Markus Hackl: Liebe Christina Kandutsch, der neue Studiengang ist im zweiten Semester angekommen. Wie zufrieden ist man mit dem bisherigen Verlauf?
Christina Kandutsch: Wir sind wirklich sehr zufrieden. Einerseits seitens unserer Kohorte mit unseren Studierenden, die sehr engagiert und wissbegierig sind; hier ist wirklich sehr großes Interesse vorhanden. Auch im Praktikum gab es durchwegs positive Verläufe, besonders hervorzuheben ist die gute Zusammenarbeit mit unseren Praktikumspartnern. In Kapfenberg sind wir ein sehr kleines Team von Lehrenden, dies hat den Vorteil, dass man sich gut kennt und so auch gut und unkompliziert zusammenarbeiten kann.

Hackl: Nach dem ersten Semester: Was ist gut gelaufen, wo braucht es noch Nachbesserungen?
Kandutsch: Die Abläufe haben sich gut eingespielt und wir sind zufrieden mit dem Verlauf des ersten Semesters. Bei kleinen administrativen Abläufen werden wir schon nachbessern, auch weil wir diese Abläufe von einem großen Campus in Graz auf den kleineren in Kapfenberg übertragen haben.

Hackl: Wie viele Studierende sind aktuell da?
Kandutsch: Zirka 60 Vollzeit-Studierende

Hackl: Wie hoch ist der Männeranteil?
Kandutsch: Der liegt bei rund 15 Prozent, die Pflege ist doch nicht „nur“ weiblich besetzt. Interessanterweise wurde der Bereich durchs Studium plötzlich auch für Männer attraktiver, die zum Beispiel nach dem Zivildienst in diesem Segment auch beruflich weitermachen wollen.
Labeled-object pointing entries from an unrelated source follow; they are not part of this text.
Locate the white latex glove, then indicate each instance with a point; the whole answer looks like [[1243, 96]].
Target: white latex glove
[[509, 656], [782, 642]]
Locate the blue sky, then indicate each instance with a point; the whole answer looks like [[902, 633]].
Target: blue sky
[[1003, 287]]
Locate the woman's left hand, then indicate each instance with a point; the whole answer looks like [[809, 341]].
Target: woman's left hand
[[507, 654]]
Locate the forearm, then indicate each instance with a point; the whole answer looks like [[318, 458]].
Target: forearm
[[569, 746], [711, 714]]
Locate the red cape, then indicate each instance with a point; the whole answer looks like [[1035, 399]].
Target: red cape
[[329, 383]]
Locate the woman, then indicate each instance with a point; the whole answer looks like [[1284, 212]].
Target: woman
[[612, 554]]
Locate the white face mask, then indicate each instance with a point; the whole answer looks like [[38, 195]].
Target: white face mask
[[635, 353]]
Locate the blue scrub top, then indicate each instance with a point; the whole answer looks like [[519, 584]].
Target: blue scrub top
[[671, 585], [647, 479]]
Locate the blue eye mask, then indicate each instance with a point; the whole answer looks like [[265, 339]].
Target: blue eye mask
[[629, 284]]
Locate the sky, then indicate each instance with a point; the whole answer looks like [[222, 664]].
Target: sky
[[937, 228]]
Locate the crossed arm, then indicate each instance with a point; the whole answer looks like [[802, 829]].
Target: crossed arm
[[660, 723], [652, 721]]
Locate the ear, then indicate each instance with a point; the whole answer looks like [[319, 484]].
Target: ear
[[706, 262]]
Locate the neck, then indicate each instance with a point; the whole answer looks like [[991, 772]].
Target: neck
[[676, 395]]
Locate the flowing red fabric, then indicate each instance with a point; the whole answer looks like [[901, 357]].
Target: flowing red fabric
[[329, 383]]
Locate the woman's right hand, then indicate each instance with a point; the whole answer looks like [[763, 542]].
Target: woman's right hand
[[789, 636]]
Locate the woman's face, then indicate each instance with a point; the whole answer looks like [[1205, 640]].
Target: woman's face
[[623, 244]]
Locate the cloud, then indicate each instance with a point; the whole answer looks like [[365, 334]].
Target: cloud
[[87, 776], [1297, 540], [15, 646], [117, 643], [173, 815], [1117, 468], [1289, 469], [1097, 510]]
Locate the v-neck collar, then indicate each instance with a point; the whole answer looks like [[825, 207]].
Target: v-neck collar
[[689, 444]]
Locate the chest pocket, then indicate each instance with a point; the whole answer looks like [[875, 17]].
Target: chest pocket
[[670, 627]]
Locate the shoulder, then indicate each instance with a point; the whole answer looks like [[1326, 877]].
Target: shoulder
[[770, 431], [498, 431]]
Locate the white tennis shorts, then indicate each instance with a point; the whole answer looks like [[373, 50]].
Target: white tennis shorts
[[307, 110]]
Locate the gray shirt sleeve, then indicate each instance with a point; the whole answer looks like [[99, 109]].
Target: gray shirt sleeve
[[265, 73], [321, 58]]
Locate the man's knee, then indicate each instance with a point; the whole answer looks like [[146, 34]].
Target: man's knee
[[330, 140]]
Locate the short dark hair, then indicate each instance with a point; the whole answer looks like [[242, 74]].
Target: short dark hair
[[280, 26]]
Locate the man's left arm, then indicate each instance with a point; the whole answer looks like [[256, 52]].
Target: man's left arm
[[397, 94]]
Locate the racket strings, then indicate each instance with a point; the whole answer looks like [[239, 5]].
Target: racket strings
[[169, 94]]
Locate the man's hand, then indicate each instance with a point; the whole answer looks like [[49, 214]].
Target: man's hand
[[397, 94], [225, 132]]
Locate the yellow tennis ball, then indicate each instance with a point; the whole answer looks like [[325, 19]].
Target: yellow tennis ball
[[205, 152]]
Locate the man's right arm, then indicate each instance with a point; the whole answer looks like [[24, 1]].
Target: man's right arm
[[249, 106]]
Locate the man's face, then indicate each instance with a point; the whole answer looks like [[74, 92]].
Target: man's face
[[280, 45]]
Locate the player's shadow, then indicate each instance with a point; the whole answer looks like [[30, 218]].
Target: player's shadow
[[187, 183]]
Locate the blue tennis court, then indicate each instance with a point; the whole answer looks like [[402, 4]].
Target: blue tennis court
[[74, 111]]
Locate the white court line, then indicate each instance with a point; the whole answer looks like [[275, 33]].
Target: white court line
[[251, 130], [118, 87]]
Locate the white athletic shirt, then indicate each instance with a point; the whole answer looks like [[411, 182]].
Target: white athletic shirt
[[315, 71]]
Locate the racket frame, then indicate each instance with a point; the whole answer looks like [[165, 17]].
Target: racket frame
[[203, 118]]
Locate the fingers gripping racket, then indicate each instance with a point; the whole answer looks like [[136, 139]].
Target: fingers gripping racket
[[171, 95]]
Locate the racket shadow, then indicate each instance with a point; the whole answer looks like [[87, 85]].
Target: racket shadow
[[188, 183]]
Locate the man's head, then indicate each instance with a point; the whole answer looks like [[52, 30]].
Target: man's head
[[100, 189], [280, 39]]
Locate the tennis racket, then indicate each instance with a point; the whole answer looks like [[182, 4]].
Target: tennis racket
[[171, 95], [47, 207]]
Im Vollbetrieb rechnen wir mit rund 220 Studierenden an der FH in Kapfenberg.

Christina Kandutsch

Hackl: Wie schaut es mit den Anmeldungen für den Herbst auf?
Kandutsch: Anmeldungen sind seit Jahresbeginn möglich. Mit den bisherigen Anmeldungen sind wir durchaus zufrieden und wir wissen, dass sich bis zum Ende des Anmeldeverfahrens im Juli noch viel tun wird. Hat man sich bei uns online beworben, startet ein Auswahlverfahren, bei dem auch der Bezug zur Pflege und zum Gesundheitsbereich abgefragt werden, auch Berufsziele werden gemeinsam erörtert.

Hackl: Was wäre der Deckel nach oben hin? Wann wäre man voll ausgelastet?
Kandutsch: Pro Jahr kalkulieren wir künftig mit 72 Studierenden, das sind auch vom Land finanzierte Studienplätze. Wir haben aber durchaus Potenzial für noch mehr Personen. Im Vollbetrieb, den wir erstmals im Herbst 2027 erreichen werden, rechnen wir mit rund 220 Studienplätzen.

Hackl: Eine Sicht aufs Hochschulpersonal: Braucht es weiteres Lehrpersonal, oder ist die FH dahingehend gut aufgestellt?
Kandutsch: Wir haben das Glück, dass wir auch in diesem Bereich sehr viele Bewerbungen haben. Wir werden zusätzliches Personal brauchen und spätestens im November werden wir weitere Stellen ausschreiben. Im Vollbetrieb sollten wir in Summe so rund 15 Mitarbeiter sein, aktuell sind wir acht Personen. Zudem beschäftigt unser Institut zusammen mit Graz mehr als 100 externe Vortragende.

Foto: Hannah Wasserfaller
Die Fachhochschule im Zentrum der Stadt Kapfenberg bringt frischen Wind in die Altstadt. Foto: Hannah Wasserfaller

Hackl: Wie sehr ist Kapfenberg mit dem Institut in Graz verknüpft?
Kandutsch: Wir sind schon eng verknüpft, sind jedoch ein eigenes Lehrendenteam. Die Inhalte sind an beiden Standorten dieselben, die Prüfungstermine sind zeitgleich angesetzt, es gibt mit Eva Mircic eine gemeinsame Studiengangsleiterin.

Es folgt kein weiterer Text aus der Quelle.